ACTIVITY WEAVES WAY TO THE FORE
TECHNIQUE BECOMES ON TREND
THOSE in the know with the latest in DIY trends may have noticed that the old craft technique of weaving is having a revival.
Fortunately, you no longer need a lot of time and a machine bigger than you to learn how to weave your way to making a colourful wall hanging or stylish scarf.
Talented weaver and designer Rainie Williams from The Unusual Pair will be showing how it is done as a guest speaker at Sydney’s Stitches and Craft Show in March.
“I will be doing demonstrations throughout the day and I will have limited things for sale,” she says.
Williams says small rectangular and round looms can be easily used to hand weave many items.
“My mini-sized looms are about the size of an A5 page and you can pretty much get weaving done in about an hour or so,” she says.
“You can make wall hangings, coasters or placemats and you can make patches and turn them into larger scale projects, like scarfs and blankets.
“Wall hangings are definitely the most popular at the moment.
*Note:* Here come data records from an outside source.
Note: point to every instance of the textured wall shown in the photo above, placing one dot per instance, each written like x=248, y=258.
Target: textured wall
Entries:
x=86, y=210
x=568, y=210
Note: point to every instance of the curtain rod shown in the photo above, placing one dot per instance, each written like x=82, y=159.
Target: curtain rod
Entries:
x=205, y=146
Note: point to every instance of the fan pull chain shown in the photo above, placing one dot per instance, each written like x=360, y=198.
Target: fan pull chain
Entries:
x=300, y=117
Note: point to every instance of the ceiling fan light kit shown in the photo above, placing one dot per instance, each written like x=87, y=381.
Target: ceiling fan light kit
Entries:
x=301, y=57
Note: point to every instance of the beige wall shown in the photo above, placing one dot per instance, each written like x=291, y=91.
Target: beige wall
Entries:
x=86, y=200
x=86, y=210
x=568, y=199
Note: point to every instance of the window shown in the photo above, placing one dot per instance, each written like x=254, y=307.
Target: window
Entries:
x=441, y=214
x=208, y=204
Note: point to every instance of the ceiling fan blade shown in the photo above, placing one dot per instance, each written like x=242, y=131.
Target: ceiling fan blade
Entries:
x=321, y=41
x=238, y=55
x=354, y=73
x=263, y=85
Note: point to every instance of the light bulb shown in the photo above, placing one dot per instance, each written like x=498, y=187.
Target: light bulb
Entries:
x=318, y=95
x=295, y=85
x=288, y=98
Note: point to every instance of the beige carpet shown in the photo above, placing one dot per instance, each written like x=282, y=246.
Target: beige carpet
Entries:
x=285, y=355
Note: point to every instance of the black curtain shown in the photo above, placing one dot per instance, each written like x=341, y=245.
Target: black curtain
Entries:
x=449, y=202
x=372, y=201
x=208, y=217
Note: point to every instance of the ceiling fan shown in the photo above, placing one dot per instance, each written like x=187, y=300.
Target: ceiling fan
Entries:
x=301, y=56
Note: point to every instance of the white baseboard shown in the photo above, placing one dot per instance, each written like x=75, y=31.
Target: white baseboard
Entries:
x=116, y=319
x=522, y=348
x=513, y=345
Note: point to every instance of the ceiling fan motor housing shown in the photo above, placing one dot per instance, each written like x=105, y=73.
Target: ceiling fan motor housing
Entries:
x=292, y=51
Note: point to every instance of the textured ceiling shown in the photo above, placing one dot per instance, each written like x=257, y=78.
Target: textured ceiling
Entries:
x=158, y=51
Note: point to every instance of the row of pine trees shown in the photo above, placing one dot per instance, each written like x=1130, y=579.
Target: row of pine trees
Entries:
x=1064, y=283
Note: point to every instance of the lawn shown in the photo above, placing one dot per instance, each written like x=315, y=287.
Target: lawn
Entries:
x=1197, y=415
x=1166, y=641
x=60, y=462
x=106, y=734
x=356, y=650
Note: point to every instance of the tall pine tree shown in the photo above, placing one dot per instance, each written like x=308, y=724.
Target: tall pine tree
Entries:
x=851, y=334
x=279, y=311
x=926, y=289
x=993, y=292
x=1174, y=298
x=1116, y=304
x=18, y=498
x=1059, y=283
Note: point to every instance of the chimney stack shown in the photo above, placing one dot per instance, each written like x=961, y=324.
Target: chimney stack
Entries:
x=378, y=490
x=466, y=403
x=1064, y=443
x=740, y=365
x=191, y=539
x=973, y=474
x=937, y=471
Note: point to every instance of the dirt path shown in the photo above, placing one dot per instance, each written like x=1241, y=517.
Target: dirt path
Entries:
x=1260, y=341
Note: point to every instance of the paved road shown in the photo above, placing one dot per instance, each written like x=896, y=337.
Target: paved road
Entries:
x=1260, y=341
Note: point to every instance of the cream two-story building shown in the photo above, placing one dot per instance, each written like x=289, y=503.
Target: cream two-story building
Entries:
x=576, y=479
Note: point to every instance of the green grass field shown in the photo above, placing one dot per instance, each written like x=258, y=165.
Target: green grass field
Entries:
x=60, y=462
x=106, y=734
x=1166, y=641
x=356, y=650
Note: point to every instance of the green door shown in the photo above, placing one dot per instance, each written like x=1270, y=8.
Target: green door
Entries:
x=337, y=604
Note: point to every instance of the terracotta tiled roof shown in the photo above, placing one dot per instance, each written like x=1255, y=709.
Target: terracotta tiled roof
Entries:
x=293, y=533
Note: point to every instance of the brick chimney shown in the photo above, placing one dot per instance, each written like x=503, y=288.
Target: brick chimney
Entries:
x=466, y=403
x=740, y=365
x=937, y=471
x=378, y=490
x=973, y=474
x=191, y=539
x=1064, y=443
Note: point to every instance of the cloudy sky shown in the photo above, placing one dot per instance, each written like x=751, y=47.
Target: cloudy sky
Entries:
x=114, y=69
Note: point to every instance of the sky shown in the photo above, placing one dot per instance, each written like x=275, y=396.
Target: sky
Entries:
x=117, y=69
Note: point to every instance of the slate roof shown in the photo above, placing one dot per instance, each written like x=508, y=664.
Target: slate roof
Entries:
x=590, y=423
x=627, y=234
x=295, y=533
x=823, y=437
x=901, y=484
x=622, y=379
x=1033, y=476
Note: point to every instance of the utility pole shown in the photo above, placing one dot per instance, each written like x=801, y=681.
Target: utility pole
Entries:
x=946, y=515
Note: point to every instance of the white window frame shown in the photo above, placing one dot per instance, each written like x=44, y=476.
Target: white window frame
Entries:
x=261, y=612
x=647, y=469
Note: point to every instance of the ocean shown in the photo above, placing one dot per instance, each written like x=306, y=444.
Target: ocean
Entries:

They are all over websites like Pinterest and Instagram.”
With a few tools, some yarn and the mastering of a few simple tech- niques, Williams says people can quickly master the art of hand weaving.
“It’s got a real meditative nature to it and it’s a good way to keep your hands busy,” she says.
“Once you get the hang of things, it’s really easy to start weaving organically because it just comes naturally to you.
“Once you start, you won’t be able to put it down.”
Rainie Williams will show some simple weaving techniques at the Stitches and Craft Show at Rosehill Gardens Racecourse from March 3 to 6.